Calls to reduce the speed limit of a busy rural road near Battle have been declined as it is ‘not a priority for the county council at this time’.
At a meeting on Thursday (October 25), East Sussex County Council’s lead member for communities and safety Bill Bentley met with a campaigner calling for a 30mph speed limit on a portion of Marley Lane, near Battle.
Cllr Bentley (Con. – Wealden East) agreed to an officer’s recommendation not to introduce a new speed limit as the road is considered to have a ‘relatively good safety record’. However he advised petitioners to consider seeking match-funding for a 40mph limit instead.
Before making the decision, Cllr Bentlety heard representations from ward councillor Kathryn Field (Lib Dem – Battle and Crowhurst) and lead petitioner Susan McAdie, who argued the road could soon see a major increase in traffic should the nearby Blackfriars development be granted planning permission.
Mrs McAdie said: “As residents we have daily encounters just walking to the neighbours or the postbox.

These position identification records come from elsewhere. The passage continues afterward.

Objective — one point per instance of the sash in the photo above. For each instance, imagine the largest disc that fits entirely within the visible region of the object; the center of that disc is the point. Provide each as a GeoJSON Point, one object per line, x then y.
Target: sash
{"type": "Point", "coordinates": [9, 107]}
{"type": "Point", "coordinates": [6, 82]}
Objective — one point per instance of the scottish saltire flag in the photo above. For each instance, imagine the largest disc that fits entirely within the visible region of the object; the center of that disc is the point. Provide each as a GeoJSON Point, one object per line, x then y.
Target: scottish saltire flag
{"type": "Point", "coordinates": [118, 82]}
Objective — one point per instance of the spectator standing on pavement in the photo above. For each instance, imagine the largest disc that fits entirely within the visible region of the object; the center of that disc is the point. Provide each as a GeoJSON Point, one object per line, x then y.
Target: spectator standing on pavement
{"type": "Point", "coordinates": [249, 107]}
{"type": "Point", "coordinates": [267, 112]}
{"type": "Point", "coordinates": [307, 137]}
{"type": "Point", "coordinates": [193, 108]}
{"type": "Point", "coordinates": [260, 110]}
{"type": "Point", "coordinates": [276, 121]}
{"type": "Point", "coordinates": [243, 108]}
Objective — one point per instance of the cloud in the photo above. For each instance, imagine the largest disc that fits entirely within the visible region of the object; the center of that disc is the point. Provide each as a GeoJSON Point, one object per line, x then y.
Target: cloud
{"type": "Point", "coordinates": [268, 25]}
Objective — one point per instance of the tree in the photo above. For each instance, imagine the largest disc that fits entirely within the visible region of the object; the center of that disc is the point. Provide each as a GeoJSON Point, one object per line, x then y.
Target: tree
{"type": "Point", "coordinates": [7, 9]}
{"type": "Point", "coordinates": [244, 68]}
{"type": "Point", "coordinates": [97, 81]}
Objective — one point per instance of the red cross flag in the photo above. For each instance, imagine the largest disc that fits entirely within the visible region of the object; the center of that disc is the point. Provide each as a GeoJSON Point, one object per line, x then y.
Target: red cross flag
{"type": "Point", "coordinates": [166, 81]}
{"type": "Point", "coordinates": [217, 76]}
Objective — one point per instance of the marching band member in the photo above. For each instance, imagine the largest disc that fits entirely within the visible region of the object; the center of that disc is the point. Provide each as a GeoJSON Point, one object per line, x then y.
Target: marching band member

“It is an unpleasant, dangerous experience which will only get worse with the Blackfriars development, which will exacerbate the currently unsafe situation to an unacceptable level.
“The speed on Marley Lane should reflect the environment through which the road passes and that environment or hamlet, which meets the Government’s guidelines for a village and, therefore, its policy for a 30mph limit.”
Mrs McAdie also raised concerns about the accuracy of the crash data in the council’s report, which stated that only a single injury crash had been recorded on the road within the last three years. She said this was not the experience of residents living in the area.
She added that the petition was also supported both by Battle Town Council and local MP Huw Merriman.
Cllr Bentley also heard from ward councillor Kathryn Field, who warned of the dangers of the road.
Cllr Field said: “To my mind this is all about the safety of people. It is not about cars, it is about keeping residents safe.
“There is no footway just this very busy lane, which is heavily used by cars. It is not safe for them to behave as people normally do in a community. Slower traffic would help.”
Cllr Field also took issue with the opinion of highways officers, who argued that the area in question did not provide drivers with a clear indication for the need to reduce speed.
She said: “I think it is not fair to say that you can’t tell it is a community. There are many visual messages, there are trimmed verges, there are hedges, there are gateways. When you drive down it, it doesn’t look like or feel like a bit of open countryside.”
While Cllr Bentley declined the request to impose the speed limit, he expressed some sympathy with the residents’ views and suggested they consider pursuing a 40mph limit as a community scheme.
He said: “I think there is a real challenge around the way that we look at this today. The way I am looking at it is, what is the right and proper solution for this road according to our local policy.
“We are also looking at the resource element of it as well, because there are a number of other locations where work needs to be undertaken in forthcoming years because of a higher killed and seriously injured policy. I need to balance those things together.”
Cllr Bentley also advised that the potential impact of the Blackfriars development would need to be considered by Rother District Council as the planning authority.
He also advised that residents consider asking for a share of the Community Infrastructure Levy (CIL) funding to provide the scheme, if the Blackfriars development is granted planning permission.